OpenAI Indefinitely Shelves Plans for Adult-Oriented Chatbot Following Employee and Investor Concerns
Key Takeaways
- ▸OpenAI indefinitely cancelled its planned adult chatbot feature after employee and investor pushback, citing insufficient research on AI attachment and psychological effects
- ▸The company is refocusing on core productivity tools and abandoning experimental features like the erotic chatbot and Sora video generator
- ▸Technical and ethical challenges included difficulty preventing illegal content generation and limitations in age-verification accuracy (>10% error rate)
Summary
OpenAI has indefinitely abandoned plans to release an erotic chatbot for adults, originally announced in October 2025 for a December release. The decision comes after concerns raised by employees and investors, with the company citing the need for further research on the psychological effects of erotic AI interactions and user attachment issues. The shelved feature, reportedly codenamed "Citron mode," faced technical challenges including difficulty training models to avoid illegal content while generating adult material.
The cancellation reflects broader strategic shifts at OpenAI, which is also shutting down its Sora video generation tool this week. The company stated it wants to focus resources on core productivity tools like coding assistants rather than what it characterizes as "side quests." The decision was heavily influenced by investor concerns following controversy around xAI's Grok model generating non-consensual deepfake imagery, as well as internal staff opposition—including at least one senior employee departing over the feature. Additionally, OpenAI's age-verification technology has an error rate above 10%, raising concerns about preventing minor access to such content.

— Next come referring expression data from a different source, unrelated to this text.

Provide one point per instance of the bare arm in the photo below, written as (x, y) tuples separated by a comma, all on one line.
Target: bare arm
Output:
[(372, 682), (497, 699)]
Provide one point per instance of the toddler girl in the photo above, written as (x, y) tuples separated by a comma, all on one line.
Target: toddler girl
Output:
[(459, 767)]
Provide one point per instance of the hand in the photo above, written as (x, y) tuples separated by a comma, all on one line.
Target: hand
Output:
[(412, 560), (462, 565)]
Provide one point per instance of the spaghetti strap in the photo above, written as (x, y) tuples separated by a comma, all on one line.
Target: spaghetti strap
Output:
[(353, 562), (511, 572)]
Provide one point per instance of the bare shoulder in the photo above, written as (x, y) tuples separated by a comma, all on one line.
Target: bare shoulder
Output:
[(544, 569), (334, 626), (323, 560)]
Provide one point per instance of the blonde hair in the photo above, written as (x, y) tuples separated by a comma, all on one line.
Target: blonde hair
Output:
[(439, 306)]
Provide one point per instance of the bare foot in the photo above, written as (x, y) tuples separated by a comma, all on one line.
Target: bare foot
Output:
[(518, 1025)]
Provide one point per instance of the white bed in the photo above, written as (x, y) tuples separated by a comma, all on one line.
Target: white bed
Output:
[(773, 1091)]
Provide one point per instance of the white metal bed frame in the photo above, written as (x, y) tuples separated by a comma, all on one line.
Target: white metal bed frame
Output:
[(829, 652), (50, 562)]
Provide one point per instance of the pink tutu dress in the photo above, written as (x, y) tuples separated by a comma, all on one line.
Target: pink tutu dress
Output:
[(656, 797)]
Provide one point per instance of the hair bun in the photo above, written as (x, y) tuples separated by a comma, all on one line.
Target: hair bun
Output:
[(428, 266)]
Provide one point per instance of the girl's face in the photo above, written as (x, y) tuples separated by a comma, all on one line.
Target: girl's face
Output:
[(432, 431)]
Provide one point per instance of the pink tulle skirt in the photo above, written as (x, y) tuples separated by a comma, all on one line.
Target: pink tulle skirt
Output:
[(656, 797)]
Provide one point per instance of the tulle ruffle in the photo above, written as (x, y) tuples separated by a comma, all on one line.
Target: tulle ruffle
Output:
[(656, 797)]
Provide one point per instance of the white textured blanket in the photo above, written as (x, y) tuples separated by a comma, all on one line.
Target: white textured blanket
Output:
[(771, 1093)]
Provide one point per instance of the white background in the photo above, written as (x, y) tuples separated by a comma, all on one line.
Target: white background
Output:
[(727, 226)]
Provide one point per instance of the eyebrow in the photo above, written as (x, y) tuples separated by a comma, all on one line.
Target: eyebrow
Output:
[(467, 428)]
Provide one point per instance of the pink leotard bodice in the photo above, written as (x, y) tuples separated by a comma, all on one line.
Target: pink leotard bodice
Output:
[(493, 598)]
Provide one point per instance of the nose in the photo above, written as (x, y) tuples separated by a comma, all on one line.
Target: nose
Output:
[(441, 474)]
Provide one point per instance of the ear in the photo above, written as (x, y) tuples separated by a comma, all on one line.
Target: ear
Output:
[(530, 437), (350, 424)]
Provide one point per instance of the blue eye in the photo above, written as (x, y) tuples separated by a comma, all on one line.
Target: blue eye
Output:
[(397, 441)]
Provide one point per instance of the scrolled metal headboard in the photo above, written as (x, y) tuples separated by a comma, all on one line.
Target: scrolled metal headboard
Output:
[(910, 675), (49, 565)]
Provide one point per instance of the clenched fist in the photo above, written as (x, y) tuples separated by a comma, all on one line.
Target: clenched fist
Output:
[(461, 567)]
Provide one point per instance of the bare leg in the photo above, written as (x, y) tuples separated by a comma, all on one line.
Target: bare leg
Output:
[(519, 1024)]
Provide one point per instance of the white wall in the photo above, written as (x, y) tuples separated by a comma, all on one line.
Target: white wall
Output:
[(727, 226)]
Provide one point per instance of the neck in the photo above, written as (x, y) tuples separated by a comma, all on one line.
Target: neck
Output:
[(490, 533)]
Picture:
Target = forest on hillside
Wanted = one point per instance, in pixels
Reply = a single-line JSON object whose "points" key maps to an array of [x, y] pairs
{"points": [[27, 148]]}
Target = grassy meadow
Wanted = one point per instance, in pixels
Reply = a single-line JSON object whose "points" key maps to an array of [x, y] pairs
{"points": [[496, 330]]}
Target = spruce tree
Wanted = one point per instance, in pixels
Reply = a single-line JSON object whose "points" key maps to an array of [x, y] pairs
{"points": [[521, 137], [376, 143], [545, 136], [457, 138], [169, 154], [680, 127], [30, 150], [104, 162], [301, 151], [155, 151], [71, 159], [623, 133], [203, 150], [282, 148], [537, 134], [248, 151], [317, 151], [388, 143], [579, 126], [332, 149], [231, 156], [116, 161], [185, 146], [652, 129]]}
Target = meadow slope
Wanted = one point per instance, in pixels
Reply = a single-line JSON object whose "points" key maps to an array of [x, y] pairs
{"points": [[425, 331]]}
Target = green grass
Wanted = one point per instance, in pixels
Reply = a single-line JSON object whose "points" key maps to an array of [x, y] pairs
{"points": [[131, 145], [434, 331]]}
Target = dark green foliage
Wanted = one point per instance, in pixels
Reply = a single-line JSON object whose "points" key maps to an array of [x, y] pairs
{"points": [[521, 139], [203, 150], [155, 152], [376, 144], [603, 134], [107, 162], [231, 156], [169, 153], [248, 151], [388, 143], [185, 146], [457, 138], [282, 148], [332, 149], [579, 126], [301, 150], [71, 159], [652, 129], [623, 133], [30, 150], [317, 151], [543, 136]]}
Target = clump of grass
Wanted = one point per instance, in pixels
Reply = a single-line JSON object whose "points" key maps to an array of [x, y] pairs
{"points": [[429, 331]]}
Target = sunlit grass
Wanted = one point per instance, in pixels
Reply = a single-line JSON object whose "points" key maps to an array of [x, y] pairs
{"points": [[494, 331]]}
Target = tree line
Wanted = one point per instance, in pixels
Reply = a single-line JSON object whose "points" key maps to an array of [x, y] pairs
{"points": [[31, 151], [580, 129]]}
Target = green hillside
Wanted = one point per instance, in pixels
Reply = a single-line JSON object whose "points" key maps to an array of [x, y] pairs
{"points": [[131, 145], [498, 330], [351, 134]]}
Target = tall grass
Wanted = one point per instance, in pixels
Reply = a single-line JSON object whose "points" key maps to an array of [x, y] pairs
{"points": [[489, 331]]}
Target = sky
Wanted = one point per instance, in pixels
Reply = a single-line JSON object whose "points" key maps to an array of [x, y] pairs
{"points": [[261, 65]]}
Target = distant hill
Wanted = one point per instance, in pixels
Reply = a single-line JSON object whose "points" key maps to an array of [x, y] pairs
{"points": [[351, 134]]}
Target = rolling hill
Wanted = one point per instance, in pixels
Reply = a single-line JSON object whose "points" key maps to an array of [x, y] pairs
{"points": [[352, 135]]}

- The decision was influenced by reputational concerns following xAI's Grok model generating deepfake nudes and internal staff concerns about unhealthy human-AI relationships
Editorial Opinion
OpenAI's decision to shelve its adult chatbot demonstrates the company recognizing the significant ethical, technical, and reputational risks of such features—a prudent move given both internal dissent and external precedents like Grok's deepfake generation failures. While the company frames this as refocusing on core productivity tools, it also reflects the practical challenges of building AI systems with proper safety guardrails for sensitive use cases. The >10% error rate in age verification is particularly concerning and suggests the company's technical infrastructure may not yet be robust enough for features requiring strict access controls.